Режиссер Борис Хлебников родился и вырос в центре Москвы в благополучной семье, но на протяжении нулевых потчевал благодарных критиков и немногочисленных зрителей историями о люмпенах поневоле: «Коктебель» (2003), «Свободное плавание» (2006), «Сумасшедшая помощь» (2009).
В новое десятилетие он вступает с более корреспондирующей его жизненному опыту картиной о дорогом ресторане, но для этого ему пришлось самому стать люмпен-режиссером, работающим без гонорара. При этом в отношении новой системы госфинансирования Хлебников настроен самым благодушным образом и с оптимизмом смотрит в будущее России, которое представляется ему в виде всеобщего партизанского движения.

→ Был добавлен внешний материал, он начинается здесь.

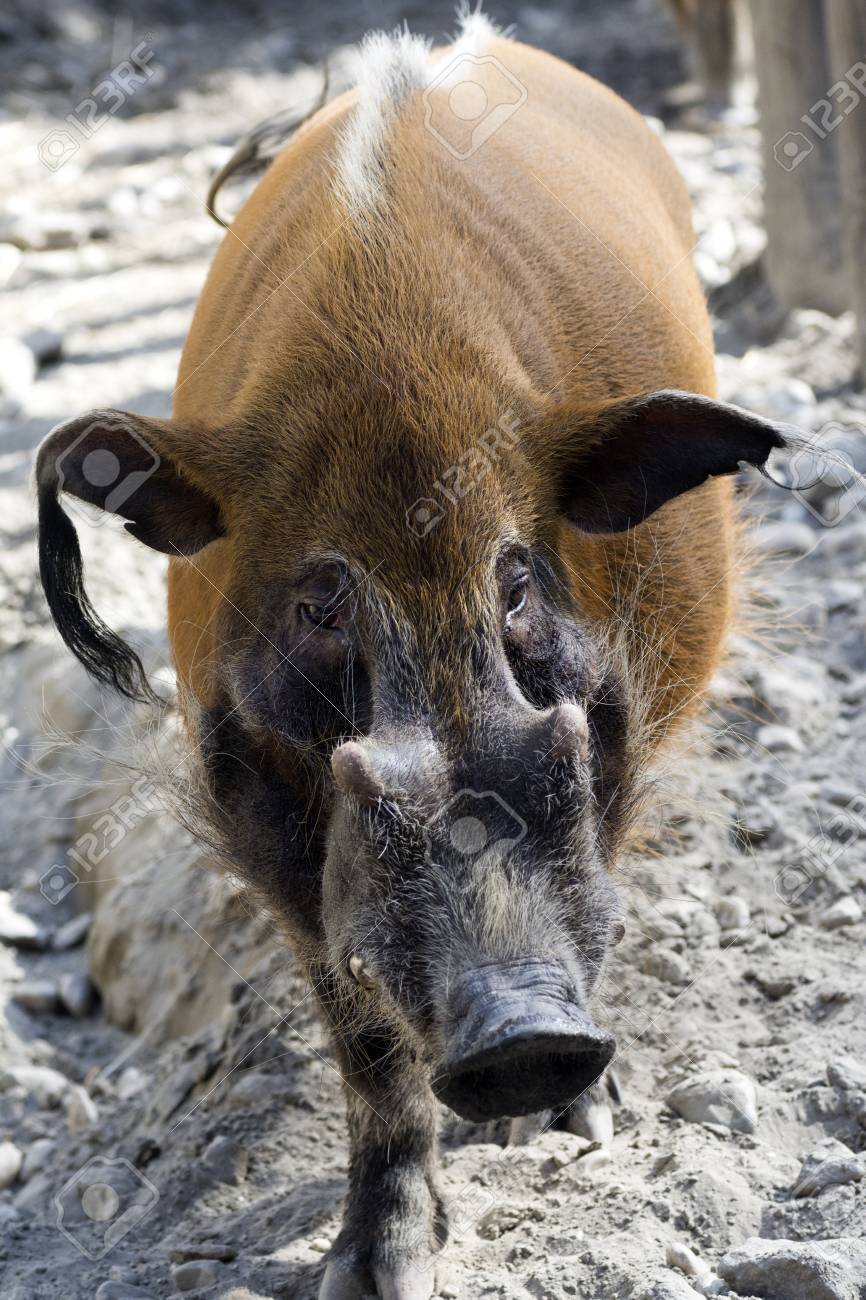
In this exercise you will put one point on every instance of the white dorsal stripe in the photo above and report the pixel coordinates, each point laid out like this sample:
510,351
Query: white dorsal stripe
389,68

Алексей Васильев: В прошлом году я как-то разговаривал с твоей женой (Юлия Баталова, монтаж фильма «Два дня» – прим. авт.), и она пожаловалась, что монтирует уже все подряд, что надо и что не надо, а на мой вопрос, зачем она так себя не жалеет, объяснила, что парни ваши подросли, потребовалась квартира побольше, заняли кучу денег и должен же кто-то теперь их зарабатывать, пока Боря снимает свое бесплатное кино.
Борис Хлебников: Та-а-ак?…
А.В.: А я дело в том, что только сильно позже узнал, что ты снимаешь фильм, где все, и ты в том числе, работают за бесплатно. Но при том фразу эту ее тогда воспринял как само собой разумеющееся, потому что в моем понимании ты всю жизнь снимаешь бесплатное кино. Собственно, я и хочу поговорить с тобой о тебе как о такой гримасе кинобизнеса. Но чтобы проще пошло, может, для начала ты просто расскажешь про этот свой официально бесплатный проект?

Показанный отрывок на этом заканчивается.